For parents picking schools, Indianapolis continues to offer a guide

In some ways, the debut of the fourth edition of the annual School Chooser Guide for Indianapolis is old news, but not for parents looking for a school for their children this year.

“Why do we have to do this year after year after year? Because the families change year after year after year,” said Judi Goldberg, a spokeswoman for the website GreatSchools.org, to a small crowd that gathered at Indianapolis’s Central Library today. “This is an ongoing community effort and it has to be embedded in the community forever because there’s new people every year looking for new opportunities.”

Mayor Greg Ballard’s office and GreatSchools, a non-profit organization that offers profiles of more than 200,000 schools across the country, collaborated on the latest version of the 160-page paper guide. Indianapolis boasts the highest percentage of families who use the organization’s website, according to Goldberg. About 165,000 unique visitors looked at schools in Indianapolis last year, including some who didn’t live in the city.

Lesvi De La Cruz, 27, was one of those people back in 2012.

De La Cruz’s son, Jason, sat out two weeks of school during Chicago’s teacher strike. So when she decided to move to Indianapolis, she did a quick Google search to find the best school for her now eight-year-old son, and she immediately stumbled across GreatSchools.org.

“I looked online because I didn’t know anyone here in Indianapolis, and it sent me right away to the GreatSchools website,” De La Cruz said. “It was very efficient because I just put in my address and a lot of the neighborhood schools came out, and I was able to make an informed choice.”

She landed on Indiana Math and Science Academy, a charter school on the city’s Northwest side, because she liked the school’s focus on science and math, and she was impressed that it was one of the few schools rated seven out of 10 near her new home in Lafayette Square.

“By where I lived, that rate was really good,” she said. “Most of (the neighborhood schools) are under that.”

De La Cruz later transferred Jason to the new Christel House Academy West when she moved to Haughville, just west of downtown.

“I was just lucky enough to have it open up in my backyard,” she said. “The classes are very small, so he gets a lot of individual attention from the teacher. He’s a leader, so he’s definitely in a place where he can show his potential.”

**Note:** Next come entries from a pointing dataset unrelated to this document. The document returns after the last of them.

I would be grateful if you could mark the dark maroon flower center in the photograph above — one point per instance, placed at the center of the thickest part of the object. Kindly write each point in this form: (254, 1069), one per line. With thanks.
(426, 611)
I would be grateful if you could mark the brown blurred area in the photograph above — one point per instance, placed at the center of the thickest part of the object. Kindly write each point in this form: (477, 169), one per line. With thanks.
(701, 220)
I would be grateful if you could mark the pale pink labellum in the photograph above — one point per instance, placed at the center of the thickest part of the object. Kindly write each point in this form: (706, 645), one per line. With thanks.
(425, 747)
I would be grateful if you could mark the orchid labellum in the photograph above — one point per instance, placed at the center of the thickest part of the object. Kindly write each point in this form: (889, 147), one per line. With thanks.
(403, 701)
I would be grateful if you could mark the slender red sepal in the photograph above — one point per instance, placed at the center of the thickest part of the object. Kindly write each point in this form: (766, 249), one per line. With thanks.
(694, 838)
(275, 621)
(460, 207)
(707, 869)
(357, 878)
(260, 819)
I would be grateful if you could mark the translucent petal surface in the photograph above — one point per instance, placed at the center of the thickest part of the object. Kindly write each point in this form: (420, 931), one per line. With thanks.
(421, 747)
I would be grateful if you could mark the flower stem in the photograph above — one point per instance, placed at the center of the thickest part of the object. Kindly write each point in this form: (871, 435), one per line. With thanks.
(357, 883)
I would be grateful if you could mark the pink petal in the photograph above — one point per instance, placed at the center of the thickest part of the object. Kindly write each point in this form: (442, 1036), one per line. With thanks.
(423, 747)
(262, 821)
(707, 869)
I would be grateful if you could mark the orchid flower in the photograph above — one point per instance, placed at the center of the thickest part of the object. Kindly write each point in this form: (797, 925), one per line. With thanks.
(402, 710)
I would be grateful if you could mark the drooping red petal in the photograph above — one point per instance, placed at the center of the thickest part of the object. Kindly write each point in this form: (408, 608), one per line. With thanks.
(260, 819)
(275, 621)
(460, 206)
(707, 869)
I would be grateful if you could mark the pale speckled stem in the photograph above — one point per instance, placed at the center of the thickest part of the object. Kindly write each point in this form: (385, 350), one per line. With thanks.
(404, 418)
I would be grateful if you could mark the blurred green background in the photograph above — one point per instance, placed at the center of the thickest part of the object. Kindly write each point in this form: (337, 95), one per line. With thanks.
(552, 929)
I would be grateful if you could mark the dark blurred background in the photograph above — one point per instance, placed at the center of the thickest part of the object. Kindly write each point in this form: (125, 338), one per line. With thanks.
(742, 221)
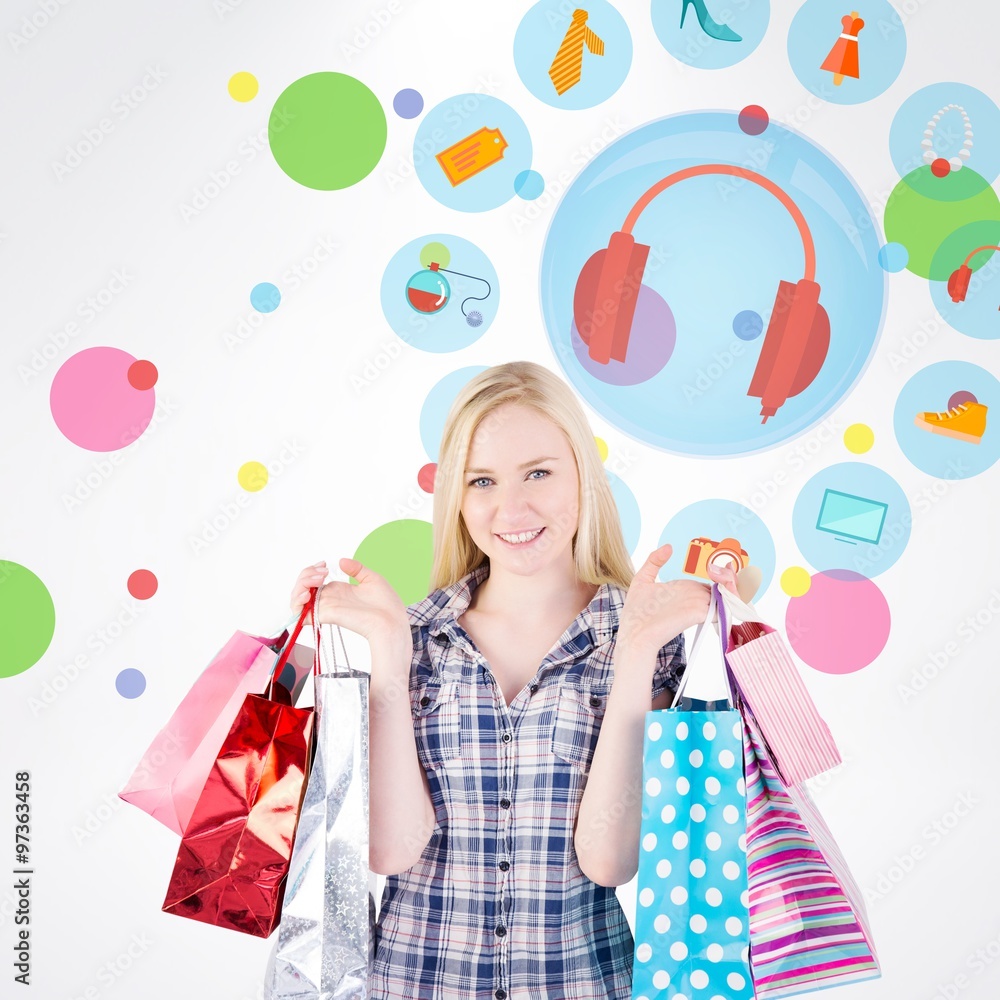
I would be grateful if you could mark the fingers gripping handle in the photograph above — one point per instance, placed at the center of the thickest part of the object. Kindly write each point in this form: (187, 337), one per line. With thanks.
(715, 619)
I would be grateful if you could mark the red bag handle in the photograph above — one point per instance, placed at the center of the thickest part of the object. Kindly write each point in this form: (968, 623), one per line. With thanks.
(290, 645)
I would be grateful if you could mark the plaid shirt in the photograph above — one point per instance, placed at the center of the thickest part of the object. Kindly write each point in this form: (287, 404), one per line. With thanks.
(497, 906)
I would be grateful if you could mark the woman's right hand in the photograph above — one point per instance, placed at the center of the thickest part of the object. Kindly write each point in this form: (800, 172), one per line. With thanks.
(372, 608)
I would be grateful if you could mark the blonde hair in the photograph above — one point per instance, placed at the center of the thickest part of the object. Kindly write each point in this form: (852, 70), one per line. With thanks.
(598, 546)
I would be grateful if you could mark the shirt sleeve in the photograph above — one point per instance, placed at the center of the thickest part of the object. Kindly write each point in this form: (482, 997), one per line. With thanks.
(670, 663)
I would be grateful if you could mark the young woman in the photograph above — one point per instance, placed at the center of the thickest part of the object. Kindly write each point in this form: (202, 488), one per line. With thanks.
(508, 707)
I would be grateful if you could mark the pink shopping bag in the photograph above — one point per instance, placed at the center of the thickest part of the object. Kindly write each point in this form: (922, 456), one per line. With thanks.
(799, 741)
(173, 770)
(808, 925)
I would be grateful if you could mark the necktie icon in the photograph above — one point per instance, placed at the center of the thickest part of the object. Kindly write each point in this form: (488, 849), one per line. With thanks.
(568, 63)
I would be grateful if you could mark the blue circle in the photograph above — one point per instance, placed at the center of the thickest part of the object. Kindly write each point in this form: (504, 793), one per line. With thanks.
(852, 516)
(483, 145)
(814, 33)
(477, 289)
(434, 412)
(714, 520)
(408, 103)
(929, 391)
(529, 184)
(265, 297)
(689, 30)
(908, 124)
(539, 38)
(698, 402)
(628, 511)
(893, 257)
(130, 683)
(978, 315)
(748, 325)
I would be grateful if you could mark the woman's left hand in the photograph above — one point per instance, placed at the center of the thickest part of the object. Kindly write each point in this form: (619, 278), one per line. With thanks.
(655, 612)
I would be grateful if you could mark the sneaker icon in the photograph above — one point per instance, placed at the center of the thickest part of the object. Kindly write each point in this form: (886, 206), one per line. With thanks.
(966, 422)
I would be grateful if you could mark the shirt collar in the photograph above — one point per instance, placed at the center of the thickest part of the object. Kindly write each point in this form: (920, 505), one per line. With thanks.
(446, 605)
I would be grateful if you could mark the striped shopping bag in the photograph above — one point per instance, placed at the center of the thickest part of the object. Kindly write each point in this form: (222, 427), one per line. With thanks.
(799, 742)
(808, 925)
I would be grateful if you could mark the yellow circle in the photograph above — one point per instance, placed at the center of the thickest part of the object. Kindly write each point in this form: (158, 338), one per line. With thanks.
(796, 581)
(252, 476)
(243, 86)
(859, 438)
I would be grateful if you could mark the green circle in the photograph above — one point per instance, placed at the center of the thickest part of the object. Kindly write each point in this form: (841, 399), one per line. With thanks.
(940, 219)
(27, 618)
(402, 552)
(435, 253)
(327, 131)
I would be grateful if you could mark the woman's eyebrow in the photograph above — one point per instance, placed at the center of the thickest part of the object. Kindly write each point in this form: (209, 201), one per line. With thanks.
(523, 465)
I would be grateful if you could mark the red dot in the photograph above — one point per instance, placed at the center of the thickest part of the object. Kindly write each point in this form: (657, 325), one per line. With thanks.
(425, 477)
(142, 584)
(142, 375)
(753, 119)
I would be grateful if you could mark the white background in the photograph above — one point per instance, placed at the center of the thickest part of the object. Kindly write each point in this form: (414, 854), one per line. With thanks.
(908, 763)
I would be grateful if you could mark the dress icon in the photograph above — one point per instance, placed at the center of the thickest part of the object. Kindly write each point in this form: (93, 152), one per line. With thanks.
(842, 59)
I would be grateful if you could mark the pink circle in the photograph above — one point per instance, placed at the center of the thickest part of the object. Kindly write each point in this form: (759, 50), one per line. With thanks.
(962, 396)
(93, 403)
(142, 584)
(753, 119)
(142, 375)
(841, 624)
(425, 477)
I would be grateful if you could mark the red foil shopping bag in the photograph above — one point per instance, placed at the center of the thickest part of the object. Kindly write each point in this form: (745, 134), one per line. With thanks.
(233, 859)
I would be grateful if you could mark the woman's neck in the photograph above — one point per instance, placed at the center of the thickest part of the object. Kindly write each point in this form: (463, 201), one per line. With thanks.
(535, 597)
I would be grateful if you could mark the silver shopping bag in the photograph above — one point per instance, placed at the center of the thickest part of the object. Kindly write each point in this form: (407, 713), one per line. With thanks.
(326, 937)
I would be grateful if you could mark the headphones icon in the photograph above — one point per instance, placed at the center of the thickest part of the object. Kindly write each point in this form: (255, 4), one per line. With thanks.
(798, 333)
(958, 283)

Christel House West doesn’t have a profile in the School Chooser Guide, but most of the city’s schools do. More than 600 schools are featured in Indianapolis’s guide.

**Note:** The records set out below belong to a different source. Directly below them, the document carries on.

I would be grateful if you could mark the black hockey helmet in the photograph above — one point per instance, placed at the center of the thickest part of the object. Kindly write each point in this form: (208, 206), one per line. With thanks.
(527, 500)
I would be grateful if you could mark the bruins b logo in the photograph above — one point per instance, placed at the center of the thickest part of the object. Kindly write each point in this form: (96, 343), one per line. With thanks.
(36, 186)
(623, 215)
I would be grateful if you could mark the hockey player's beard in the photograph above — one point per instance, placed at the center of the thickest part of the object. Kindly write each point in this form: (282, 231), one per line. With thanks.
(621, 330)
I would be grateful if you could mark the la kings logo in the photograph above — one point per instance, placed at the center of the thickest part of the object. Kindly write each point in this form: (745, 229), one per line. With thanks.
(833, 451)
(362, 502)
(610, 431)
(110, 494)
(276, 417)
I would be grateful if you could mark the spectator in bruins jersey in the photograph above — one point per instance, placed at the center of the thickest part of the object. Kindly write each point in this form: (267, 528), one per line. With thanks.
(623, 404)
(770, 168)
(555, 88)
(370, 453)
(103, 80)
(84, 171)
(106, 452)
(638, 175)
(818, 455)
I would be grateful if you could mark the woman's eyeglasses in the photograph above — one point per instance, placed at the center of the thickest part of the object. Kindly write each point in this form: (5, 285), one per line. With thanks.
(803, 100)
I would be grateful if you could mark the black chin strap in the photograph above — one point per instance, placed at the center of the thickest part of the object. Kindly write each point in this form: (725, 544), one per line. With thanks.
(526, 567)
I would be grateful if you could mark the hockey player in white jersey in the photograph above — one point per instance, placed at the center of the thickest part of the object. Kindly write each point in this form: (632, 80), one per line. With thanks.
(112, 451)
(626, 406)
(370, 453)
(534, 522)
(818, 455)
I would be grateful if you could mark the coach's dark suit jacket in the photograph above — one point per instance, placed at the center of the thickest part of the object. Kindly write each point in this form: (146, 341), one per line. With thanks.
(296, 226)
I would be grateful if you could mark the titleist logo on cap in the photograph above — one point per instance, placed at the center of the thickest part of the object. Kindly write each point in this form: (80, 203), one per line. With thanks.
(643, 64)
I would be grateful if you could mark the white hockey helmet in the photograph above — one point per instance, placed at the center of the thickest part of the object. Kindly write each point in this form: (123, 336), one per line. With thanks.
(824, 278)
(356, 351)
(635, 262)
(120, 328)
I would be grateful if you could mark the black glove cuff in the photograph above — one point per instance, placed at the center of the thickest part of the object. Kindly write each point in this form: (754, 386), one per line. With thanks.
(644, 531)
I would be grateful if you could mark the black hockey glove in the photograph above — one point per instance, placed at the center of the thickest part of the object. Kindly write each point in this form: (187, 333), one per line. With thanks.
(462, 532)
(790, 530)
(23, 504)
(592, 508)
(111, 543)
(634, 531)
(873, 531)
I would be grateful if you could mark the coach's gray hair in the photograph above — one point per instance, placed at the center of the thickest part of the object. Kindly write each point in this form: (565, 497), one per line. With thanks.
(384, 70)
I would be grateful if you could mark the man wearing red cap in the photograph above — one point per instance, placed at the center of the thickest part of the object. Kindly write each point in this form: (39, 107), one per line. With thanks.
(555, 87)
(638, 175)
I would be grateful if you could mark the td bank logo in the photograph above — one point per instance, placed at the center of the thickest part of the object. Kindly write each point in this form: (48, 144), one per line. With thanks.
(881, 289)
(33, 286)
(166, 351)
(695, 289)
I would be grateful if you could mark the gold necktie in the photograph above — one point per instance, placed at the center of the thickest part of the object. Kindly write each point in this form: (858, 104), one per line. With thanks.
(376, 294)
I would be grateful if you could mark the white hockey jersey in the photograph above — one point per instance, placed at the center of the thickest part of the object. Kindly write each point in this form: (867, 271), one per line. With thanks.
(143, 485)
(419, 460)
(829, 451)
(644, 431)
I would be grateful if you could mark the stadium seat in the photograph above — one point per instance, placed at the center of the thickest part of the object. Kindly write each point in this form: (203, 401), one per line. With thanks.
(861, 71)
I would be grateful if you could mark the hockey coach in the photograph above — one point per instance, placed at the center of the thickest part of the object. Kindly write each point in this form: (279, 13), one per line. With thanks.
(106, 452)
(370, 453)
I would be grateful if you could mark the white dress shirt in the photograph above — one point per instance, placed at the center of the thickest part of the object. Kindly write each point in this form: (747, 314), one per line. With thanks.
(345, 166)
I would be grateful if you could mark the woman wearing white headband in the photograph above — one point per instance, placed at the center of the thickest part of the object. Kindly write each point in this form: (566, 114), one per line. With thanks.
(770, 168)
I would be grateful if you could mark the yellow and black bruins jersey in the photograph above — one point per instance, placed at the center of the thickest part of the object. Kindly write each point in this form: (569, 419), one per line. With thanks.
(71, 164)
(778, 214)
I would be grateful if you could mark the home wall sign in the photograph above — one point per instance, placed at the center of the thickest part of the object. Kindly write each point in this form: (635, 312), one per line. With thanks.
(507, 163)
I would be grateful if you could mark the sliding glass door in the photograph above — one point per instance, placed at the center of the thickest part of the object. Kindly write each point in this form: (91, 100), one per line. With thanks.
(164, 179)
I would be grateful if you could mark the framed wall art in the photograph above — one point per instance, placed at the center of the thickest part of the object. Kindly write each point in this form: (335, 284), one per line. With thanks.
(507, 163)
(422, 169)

“Because (Indianapolis) has worked so hard to get 97 percent of its schools, it’s a really useful tool,” Goldberg said. “The tool is obviously driven by the information that you get. Each school has their own school account that they can go in and add all of the different touchy-feely things that parents really care about – all that stuff that isn’t recorded because it’s not academic-focused, but it’s that stuff that really matters to parents.”

GreatSchools initially worked with advocacy group Stand For Children to create the guide, but eventually transitioned to the mayor’s office.

“They have such a wonderful connection into the community,” Goldberg said. “It’s a nice neutral way to give good information to parents.”

GreatSchools was founded 25 years ago in San Francisco. The teacher who launched the first guide wanted families who moved to Northern California to be able to learn more easily what they needed to know to choose schools for their children. The guide later became a website and began adding information about schools in cities across the country.

But few cities have extensive paper guides like Indianapolis. GreatSchools has only done that in cities with extensive school choice options. Indianapolis has 11 school districts, charter schools sponsored by the mayor, the state and Ball State University, and an array of private schools that accept publicly-funded tuition vouchers.

The School Chooser Guide provides information such as school addresses, principal names, test scores and graduation rates. The guide, which is available in English and Spanish, is distributed at all Indianapolis public libraries, Kroger stores and Indy Parks locations for free.

“We didn’t really change it much this year,” Goldberg said. “We finally landed on a pretty good combination of what parents need to know.”

Ballard said summer is the best time for parents to weigh their options when it comes to choosing a school for their child.